After finishing high school, I was pressured into going to University, because “once you take a year off, you’ll never go back”. I hated it. I didn’t agree with the system; to get your degree, it was mandatory to take a bunch of courses outside of your chosen field. It was also mandatory to purchase books and textbooks that we would barely—or never—use. I felt like just a number. Not only that, but I studied acting once a week for 3 hours. That was it. It wasn’t enough. I wanted something full-time, focused completely on that I was there to learn. So, I dropped out of University and attended a post-secondary acting conservatory. The tuition was $15,000 plus books for the one-year program. The only reason I was able to pay it off in one go was because I was in a near-death car accident two years before hand and received a hefty cheque from the provincial insurance company. Otherwise, I’d probably still be paying it off. Since graduating, I’ve taken classes and workshops whenever I can, all completely ranging in price. Bottom line: being an actor, or an artist for that matter, is far from cheap.

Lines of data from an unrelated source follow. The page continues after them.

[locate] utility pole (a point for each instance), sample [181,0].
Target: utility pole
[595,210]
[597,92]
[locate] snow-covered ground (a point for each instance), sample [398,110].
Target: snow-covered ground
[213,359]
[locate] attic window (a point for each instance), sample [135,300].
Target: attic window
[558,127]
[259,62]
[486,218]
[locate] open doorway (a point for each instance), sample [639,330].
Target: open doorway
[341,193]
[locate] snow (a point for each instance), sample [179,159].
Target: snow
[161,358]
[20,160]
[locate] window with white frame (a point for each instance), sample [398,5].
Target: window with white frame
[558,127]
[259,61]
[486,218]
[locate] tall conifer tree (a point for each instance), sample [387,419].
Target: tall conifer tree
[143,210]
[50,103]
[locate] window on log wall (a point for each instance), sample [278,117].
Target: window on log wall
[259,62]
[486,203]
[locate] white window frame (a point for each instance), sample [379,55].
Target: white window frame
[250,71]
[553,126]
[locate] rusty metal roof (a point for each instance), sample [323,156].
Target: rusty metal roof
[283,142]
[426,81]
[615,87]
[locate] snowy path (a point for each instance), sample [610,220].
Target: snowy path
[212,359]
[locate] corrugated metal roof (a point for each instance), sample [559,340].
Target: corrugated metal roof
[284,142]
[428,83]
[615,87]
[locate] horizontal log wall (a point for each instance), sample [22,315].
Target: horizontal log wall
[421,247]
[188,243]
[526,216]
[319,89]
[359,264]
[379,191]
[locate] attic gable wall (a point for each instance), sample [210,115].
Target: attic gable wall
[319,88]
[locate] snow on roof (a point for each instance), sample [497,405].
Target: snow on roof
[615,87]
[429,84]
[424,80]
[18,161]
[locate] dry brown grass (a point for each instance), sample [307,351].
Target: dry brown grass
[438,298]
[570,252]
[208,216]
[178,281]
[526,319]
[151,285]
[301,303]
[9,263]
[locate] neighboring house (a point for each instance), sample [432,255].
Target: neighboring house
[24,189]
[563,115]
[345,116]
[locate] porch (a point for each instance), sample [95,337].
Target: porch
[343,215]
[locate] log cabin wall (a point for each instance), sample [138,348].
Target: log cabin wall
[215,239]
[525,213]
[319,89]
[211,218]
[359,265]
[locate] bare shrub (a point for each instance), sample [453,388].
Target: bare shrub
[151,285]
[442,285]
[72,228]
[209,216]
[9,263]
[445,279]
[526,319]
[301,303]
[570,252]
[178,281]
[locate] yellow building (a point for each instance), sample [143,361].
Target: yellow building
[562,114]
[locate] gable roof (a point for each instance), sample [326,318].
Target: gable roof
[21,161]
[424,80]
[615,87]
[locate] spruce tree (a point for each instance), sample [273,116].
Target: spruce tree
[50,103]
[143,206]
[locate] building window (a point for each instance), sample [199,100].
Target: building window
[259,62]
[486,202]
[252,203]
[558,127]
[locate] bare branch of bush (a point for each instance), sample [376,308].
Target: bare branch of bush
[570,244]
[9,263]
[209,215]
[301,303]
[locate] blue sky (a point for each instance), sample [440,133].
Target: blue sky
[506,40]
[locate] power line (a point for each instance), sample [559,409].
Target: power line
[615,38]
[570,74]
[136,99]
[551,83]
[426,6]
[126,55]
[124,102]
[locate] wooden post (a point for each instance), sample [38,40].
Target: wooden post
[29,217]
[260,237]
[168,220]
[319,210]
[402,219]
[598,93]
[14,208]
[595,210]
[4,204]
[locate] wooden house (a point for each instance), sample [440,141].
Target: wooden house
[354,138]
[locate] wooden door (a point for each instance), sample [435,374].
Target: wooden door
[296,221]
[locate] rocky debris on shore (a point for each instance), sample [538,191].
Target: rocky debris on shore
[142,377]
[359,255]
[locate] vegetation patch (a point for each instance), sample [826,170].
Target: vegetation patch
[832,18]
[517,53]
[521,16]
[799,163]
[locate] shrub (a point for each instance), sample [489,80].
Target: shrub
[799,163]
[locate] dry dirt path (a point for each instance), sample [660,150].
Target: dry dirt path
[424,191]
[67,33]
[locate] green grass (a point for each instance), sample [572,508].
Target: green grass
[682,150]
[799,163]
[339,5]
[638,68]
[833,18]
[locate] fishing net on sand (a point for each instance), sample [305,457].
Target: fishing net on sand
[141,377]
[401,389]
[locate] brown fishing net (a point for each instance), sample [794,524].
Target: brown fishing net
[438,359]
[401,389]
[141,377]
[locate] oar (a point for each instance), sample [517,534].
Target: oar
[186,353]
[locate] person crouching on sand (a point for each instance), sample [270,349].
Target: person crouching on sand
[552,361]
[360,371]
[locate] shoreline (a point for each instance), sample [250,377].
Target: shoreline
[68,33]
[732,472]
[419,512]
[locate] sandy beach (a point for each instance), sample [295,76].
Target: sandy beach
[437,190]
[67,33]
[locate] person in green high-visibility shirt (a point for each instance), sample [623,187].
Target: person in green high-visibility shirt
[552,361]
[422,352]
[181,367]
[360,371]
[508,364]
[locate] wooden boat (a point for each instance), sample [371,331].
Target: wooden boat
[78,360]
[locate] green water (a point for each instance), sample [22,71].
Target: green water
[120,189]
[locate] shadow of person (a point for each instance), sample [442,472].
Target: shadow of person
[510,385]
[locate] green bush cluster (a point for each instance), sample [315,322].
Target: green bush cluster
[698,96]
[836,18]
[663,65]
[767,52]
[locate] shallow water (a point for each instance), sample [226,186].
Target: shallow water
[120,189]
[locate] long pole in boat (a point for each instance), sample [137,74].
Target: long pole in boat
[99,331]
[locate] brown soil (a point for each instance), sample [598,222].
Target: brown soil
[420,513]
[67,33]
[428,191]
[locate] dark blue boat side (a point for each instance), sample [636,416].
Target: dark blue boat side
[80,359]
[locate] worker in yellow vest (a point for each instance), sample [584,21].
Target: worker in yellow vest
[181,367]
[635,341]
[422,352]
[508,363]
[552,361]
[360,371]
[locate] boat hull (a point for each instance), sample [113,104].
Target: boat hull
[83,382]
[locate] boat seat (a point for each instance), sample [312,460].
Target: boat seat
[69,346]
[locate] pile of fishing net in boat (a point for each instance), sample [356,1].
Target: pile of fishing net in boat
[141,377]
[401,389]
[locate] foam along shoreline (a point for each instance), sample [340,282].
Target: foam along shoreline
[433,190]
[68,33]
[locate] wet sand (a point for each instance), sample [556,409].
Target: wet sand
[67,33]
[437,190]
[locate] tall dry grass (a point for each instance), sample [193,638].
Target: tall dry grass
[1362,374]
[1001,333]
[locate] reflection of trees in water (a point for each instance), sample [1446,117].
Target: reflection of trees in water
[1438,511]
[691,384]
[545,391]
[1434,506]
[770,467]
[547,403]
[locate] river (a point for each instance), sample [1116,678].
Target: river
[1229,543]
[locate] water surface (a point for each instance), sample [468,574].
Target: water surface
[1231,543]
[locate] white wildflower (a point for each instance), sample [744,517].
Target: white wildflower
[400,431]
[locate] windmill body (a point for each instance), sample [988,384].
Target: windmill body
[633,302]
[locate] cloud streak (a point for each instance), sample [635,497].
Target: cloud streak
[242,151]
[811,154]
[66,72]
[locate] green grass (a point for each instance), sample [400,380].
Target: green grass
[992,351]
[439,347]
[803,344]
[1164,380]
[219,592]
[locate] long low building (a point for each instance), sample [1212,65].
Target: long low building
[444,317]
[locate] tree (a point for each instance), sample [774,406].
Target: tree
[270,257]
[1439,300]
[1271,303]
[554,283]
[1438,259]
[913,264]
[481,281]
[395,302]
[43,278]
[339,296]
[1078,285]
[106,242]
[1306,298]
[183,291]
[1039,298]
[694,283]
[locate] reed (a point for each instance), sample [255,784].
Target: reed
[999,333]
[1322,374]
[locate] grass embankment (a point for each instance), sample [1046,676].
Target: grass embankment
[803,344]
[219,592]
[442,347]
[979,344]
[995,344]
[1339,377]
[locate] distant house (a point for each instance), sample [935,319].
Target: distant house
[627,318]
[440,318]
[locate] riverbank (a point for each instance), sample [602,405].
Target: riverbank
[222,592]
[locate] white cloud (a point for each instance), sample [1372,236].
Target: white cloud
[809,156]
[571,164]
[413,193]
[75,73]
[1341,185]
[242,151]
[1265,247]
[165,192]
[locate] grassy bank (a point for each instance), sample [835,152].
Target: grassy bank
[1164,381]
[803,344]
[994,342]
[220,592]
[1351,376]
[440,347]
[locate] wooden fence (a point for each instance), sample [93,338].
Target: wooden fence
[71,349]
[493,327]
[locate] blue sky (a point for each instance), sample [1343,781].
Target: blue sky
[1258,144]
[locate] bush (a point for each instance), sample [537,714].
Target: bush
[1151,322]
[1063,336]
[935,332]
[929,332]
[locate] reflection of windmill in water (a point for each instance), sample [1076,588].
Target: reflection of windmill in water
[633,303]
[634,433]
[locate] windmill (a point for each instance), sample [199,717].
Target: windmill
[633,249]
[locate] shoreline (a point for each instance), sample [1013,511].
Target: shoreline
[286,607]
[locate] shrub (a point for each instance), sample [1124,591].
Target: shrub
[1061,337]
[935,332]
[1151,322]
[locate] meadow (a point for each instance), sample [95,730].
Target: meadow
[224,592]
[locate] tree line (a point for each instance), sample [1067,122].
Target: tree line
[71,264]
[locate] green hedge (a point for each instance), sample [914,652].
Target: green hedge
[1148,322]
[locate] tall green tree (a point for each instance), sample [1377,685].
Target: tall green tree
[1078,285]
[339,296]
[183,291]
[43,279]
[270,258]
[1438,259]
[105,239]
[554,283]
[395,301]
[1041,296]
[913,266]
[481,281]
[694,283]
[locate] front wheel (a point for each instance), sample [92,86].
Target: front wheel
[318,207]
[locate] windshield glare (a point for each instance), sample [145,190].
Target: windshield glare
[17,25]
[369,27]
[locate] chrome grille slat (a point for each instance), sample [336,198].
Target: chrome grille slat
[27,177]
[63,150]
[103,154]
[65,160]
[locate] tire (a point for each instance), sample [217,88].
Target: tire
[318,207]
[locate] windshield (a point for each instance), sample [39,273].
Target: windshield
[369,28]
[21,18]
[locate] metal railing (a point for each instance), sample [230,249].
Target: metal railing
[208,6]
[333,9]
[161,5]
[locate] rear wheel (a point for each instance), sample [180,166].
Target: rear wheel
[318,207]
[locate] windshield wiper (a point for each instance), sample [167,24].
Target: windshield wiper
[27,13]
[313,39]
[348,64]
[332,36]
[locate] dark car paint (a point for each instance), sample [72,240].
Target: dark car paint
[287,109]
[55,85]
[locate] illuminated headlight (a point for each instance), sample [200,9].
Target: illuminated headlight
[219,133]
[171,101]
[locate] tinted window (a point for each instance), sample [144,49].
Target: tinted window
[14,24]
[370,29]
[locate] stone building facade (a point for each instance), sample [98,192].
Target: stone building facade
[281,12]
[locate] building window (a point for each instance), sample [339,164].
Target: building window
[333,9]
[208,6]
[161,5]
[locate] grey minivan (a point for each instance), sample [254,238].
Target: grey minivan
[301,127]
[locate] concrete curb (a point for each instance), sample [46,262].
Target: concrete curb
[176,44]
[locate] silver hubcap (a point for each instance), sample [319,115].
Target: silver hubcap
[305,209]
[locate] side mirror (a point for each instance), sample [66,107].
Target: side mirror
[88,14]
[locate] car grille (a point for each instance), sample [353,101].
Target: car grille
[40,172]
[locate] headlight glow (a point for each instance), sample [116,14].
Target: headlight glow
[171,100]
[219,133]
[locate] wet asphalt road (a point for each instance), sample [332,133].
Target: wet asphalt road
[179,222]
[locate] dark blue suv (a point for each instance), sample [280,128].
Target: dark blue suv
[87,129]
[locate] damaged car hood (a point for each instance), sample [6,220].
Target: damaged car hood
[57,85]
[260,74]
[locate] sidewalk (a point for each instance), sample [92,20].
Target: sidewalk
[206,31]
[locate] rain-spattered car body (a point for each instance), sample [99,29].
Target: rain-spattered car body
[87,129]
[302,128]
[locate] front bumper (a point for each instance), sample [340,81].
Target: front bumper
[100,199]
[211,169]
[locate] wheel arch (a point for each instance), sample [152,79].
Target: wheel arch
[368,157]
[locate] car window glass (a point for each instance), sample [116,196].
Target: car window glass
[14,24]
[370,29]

At my survival job, I work with one of the most talented, hard-working, humble musicians I have ever known. He books his own daily gigs, travels the world to play his music and puts thousands and thousands of dollars into his career. He sacrifices everything for the sheer love of his art. Another group of friends from my survival job are in a band, and it’s the same thing with them, too. My survival job is filled with artists; a painter who specializes in murals, and she’ll only get a job only a few times a year. There’s also a photographer, who spends the money he makes taking photos on equipment and studio space, a painter, who had to turn to a career in massage therapy because he wasn’t able to support himself solely off of his art (his work is so incredible that I purchased a piece, which now hangs proudly on my bedroom wall), and an incredible actress who just spent $12,000 out of her own pocket producing a show that barely sold. These are just the artists at my workplace. I haven’t even begun to mention every other artist I know.

We’re all struggling just as much as the other.

This dose of reality does nothing for my mental health but exacerbate my symptoms. Anyone suffering from mental health issues will probably say the same thing. As an artist, I push through the “conform to the system or fail” mentality each and every day, and it’s exhausting. It’s disheartening. And it’s tough. But it’s also incredibly invigorating, because it gives me even more drive to overcome the impossible.

If society were better built for success, there would be a lot less suffering. I know I am not the only one suffocating under the conditions.

So, what can we do?

She raises an interesting question at the end – what can we do? Is it right that we have to take upon such great sacrifices in order to achieve our dreams? Could we lessen the burden by making education more affordable? These types of issues are becoming more prevalent in society as time passes, especially in the United States, where costs of education are at an all time high. There needs to be change, and that change starts on an individual level. Vote for who you believe will better your country. With elections coming up in 2016 in the United States, and in October of 2015 for Canadians, it is more important than ever to vote if you want to see change in your country. Your vote does matterTake the time to read about the candidates for the elections. See who your views align with. Make change in your country. We need it now more than ever.